Nieuws
0

Vier Nederlandse labs voor Zuidpool

Mischa Brendel

Op 16 januari vertrokken drie Nederlandse laboratoria, twee vanuit Dirksland in Zuid-Holland en één vanaf Texel, naar Antarctica. Daar zullen uiteindelijk vier laboratoria – in september volgt een vierde – een basis voor Nederlands onderzoek op de Zuidpool gaan vormen.

De labs, allen in zeecontainers gebouwd, komen op de Britse onderzoeksbasis Rothera in een ‘docking station’ te staan. Het complete lab gaat het Gerritsz Laboratory heten, genoemd naar de mogelijke Nederlandse ontdekker van Antarctica in 1599. De afzonderlijke modules heten Geloof, Hoop, Liefde en Blijde Boodschap. De Nederlandse Organisatie voor Wetenschappelijk Onderzoek (NWO) en het ministerie van OCW steken gezamenlijk 8,5 miljoen euro in het poolonderzoek.

Een van de uitdagingen van installaties op de Zuidpool is de energievoorziening, legt Marck Smit van het Nederlands Instituut voor Zeeonderzoek (NIOZ) uit. ‘Voor de energie die de vier laboratoria nodig hebben, zou op Rothera normaal gesproken een grotere generator nodig zijn.
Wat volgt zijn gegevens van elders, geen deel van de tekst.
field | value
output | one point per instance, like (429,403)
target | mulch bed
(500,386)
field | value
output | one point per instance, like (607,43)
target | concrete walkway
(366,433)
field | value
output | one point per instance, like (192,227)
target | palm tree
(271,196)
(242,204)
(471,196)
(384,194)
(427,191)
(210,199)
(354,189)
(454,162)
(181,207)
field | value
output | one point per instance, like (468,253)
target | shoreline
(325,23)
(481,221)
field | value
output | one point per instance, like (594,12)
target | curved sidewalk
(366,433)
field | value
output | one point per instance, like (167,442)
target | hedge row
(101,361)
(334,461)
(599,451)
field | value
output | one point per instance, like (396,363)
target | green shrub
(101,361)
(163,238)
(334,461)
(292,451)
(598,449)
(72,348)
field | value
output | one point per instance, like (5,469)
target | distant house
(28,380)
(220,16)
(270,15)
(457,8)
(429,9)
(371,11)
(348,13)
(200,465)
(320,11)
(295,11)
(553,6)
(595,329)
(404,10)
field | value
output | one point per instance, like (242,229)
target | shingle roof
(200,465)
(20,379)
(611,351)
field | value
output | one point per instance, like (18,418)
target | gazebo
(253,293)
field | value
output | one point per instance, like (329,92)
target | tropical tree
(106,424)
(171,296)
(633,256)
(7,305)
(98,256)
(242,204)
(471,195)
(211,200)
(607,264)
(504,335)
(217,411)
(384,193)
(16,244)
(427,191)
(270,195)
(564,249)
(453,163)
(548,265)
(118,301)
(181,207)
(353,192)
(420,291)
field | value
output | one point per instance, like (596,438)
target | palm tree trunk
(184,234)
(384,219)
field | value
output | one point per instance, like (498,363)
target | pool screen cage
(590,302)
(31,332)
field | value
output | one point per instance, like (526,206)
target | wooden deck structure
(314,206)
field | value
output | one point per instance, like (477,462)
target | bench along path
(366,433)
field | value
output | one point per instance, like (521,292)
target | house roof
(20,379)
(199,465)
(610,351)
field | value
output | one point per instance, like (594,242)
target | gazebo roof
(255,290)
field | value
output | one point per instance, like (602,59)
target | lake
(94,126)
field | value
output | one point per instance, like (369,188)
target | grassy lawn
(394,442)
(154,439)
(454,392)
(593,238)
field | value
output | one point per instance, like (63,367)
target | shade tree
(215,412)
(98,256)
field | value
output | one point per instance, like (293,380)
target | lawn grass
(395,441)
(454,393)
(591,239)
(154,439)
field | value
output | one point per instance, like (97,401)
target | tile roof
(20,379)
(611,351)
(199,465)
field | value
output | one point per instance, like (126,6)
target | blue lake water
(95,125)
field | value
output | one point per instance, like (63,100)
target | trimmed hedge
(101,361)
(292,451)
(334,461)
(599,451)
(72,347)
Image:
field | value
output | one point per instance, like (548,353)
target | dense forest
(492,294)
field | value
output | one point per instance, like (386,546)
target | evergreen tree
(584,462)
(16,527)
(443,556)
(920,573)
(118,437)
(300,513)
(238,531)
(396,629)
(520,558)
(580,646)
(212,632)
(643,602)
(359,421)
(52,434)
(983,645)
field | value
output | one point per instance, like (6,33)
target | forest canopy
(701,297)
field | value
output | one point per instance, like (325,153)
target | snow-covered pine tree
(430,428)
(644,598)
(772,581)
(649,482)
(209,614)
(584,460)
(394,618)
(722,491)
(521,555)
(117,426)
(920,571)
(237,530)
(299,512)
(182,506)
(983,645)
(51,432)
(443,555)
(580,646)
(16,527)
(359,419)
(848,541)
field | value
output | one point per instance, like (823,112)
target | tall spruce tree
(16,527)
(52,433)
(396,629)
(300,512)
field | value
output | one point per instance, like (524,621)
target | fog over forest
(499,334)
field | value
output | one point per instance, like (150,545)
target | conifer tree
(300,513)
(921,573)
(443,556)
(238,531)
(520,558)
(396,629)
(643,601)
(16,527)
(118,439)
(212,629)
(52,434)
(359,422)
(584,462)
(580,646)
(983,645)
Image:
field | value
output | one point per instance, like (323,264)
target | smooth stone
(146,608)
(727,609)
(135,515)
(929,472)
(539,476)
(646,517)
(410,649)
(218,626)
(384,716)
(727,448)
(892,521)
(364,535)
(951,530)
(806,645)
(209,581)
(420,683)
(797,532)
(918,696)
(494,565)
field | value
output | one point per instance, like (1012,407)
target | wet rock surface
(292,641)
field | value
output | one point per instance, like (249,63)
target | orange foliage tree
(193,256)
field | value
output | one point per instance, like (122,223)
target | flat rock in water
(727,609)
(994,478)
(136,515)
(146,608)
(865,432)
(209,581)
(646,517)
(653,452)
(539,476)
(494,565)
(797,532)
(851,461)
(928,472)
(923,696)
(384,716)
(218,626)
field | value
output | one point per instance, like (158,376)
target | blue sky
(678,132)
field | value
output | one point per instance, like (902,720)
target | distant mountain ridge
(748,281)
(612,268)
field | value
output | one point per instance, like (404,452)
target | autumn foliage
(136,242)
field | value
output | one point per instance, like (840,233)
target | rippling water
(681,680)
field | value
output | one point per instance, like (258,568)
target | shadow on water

Dankzij de warmtepompen hoeft dit echter niet.’ De warmtepompen kunnen lucht van min 25 graden Celsius naar binnen zuigen om hier warmte aan te onttrekken. De lucht koelt hierbij af tot min vijftig graden Celsius. Het dak van het docking station, een overkoepelende schuur, krijgt zonnepanelen om nog meer energie duurzaam op te wekken.
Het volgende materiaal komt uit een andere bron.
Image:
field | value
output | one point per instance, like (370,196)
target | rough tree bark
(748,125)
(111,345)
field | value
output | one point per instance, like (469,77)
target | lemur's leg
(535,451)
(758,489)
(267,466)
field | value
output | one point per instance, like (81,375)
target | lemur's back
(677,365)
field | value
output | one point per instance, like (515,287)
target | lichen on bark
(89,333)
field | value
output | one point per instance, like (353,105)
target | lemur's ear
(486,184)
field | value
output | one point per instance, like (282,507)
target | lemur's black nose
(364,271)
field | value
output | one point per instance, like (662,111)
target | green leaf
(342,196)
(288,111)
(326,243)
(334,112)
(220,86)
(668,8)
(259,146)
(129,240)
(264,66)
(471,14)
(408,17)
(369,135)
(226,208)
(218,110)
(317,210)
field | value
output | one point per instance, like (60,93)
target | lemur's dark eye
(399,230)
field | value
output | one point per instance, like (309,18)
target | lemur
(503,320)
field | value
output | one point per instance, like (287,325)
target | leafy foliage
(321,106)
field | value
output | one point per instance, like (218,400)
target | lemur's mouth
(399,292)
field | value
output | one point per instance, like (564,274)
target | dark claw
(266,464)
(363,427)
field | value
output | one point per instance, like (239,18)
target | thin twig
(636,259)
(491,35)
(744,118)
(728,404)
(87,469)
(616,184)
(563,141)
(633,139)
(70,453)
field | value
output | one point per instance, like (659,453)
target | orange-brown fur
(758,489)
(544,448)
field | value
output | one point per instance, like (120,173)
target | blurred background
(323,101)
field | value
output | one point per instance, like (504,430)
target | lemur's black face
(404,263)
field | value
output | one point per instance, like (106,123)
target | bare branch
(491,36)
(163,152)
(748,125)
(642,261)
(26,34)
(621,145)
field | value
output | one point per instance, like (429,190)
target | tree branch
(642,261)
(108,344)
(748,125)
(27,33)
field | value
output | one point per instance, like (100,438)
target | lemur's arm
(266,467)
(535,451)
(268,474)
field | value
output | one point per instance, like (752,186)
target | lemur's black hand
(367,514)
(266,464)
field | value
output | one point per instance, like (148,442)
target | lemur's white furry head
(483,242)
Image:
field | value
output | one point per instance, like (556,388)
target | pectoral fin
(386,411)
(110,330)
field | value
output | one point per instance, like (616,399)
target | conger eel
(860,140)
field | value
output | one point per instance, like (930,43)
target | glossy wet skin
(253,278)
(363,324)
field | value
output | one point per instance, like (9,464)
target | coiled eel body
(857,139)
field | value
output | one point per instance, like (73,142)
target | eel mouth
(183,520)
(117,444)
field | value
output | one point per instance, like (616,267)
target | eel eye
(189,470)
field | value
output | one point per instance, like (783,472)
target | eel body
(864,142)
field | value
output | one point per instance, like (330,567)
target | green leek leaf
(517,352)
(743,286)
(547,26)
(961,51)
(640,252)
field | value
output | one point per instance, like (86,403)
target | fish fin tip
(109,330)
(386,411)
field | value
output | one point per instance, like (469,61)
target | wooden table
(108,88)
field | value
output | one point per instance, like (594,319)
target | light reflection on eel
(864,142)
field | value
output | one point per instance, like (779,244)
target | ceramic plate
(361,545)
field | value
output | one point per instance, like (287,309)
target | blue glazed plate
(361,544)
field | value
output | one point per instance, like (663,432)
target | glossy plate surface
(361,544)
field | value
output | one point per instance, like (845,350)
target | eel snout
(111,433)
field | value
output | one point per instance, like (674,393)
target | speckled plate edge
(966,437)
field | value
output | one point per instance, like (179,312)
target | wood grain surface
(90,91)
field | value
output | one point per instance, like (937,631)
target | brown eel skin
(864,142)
Het Nederlandse onderzoek op Antarctica is onderdeel van het Nederlands Polair Programma, een gevolg van het feit dat Nederland deelneemt aan het Antarctisch Verdrag en zichzelf hierdoor verplicht heeft te investeren in onderzoek op Antarctica. ‘Maar dit onderzoek heeft drie jaar geleden pas echt een boost gekregen’, legt Smit uit. ‘Toen bezocht minister Plasterk samen met prins Willem-Alexander en prinses Máxima Antarctica. Dat is voor ons onderzoek toch wel een tipping point geweest.’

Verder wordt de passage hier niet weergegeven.